Congress enacted SOX to prohibit publicly traded companies from retaliating against employees who report what they reasonably believe to be criminal fraud or securities law violations. Title 18 U.S.C. §1514A(a) of SOX specifically provides that employers may not "discharge, demote, suspend, threaten, harass or in any other manner discriminate against an employee in the terms and conditions of employment because of" protected whistleblowing activity.

Trevor Murray was employed at UBS Securities, LLC (“UBS”), a New York securities firm, as a research strategist in UBS’s commercial mortgage-backed securities business, and he was responsible for creating independent and accurate reports. UBS terminated Murray, stating that Murray was laid off as part of a strategic reorganization caused by the company’s financial difficulties. Murray filed a whistleblower action against UBS, claiming his termination was retaliatory in violation of §1514A of SOX. Murray alleged that he was fired after he informed his supervisor that two UBS senior leaders had attempted to pressure him to skew his research, which he considered to be illegal and unethical.

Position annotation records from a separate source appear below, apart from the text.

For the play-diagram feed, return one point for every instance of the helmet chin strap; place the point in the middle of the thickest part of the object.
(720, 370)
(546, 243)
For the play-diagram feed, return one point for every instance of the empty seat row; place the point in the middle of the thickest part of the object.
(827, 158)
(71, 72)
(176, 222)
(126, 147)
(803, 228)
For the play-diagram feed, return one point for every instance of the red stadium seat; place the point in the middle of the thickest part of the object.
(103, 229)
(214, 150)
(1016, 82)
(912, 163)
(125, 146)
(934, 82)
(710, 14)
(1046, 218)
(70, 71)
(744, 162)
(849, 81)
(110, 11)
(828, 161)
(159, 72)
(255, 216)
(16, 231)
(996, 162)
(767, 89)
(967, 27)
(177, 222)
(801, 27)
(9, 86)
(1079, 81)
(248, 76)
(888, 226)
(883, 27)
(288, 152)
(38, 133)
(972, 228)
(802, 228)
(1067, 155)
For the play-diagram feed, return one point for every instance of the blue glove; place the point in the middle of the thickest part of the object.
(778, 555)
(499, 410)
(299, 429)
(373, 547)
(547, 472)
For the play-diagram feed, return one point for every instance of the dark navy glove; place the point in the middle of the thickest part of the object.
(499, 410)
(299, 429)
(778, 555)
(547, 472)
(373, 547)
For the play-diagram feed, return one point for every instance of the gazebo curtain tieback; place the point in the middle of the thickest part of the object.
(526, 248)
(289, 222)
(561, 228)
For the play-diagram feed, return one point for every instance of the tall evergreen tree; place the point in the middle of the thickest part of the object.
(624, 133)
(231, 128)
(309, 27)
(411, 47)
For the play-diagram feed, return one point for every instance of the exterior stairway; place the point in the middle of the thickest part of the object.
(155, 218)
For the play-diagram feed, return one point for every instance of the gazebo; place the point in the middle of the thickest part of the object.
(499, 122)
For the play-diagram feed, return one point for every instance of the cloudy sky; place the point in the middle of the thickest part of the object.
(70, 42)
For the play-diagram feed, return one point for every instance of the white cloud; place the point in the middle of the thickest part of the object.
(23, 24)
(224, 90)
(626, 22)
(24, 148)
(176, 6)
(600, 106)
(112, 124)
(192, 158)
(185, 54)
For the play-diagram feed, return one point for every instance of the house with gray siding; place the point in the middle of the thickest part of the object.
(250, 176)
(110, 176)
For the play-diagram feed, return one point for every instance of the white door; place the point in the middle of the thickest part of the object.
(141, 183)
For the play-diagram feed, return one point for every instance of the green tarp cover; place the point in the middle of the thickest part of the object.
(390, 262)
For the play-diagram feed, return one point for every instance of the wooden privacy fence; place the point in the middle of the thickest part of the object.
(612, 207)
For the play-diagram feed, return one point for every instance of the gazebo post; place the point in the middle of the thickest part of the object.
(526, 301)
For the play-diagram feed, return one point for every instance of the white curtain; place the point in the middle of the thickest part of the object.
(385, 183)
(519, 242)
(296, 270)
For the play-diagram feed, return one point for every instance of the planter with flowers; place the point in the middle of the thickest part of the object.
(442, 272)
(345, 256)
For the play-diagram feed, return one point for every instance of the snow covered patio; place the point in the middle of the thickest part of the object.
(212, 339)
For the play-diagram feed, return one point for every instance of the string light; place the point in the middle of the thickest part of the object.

At trial, the district court judge instructed the jury that Murray was required to establish that his protected activity was only a “continuing factor” in the termination of his employment. The judge further instructed the jury that, if Murray could meet that burden, the burden would then shift to UBS to demonstrate by clear and convincing evidence that it would have terminated Murray’s employment even if he had not engaged in protected activity. The jury ruled in favor of Murray and awarded him nearly $1,000,000 in damages. UBS appealed.

On appeal, the U.S. Court of Appeals for the Second Circuit vacated the jury verdict and remanded the case for a new trial, ruling that Murray was required to put forward specific proof of his employer’s “retaliatory intent” to prevail. Murray appealed to the Supreme Court. In a unanimous 9-0 decision, the Supreme Court reversed the Second Circuit’s decision and held that, under the SOX law, whistleblowers need only demonstrate that their protected activity was a contributing factor to an unfavorable personnel decision -- not that the employer acted with “retaliatory intent.”

In sum, the Murray decision means whistleblowers will have an easier time establishing retaliation. As such, employers should use extreme caution when taking adverse personnel actions against those employees who have expressed concerns that are protected under SOX. Although Murray applied specifically to securities firms subject to SOX, that ruling could have a broader impact down the road because there are a host of other federal whistleblower statutes that contain similar causation language found in SOX.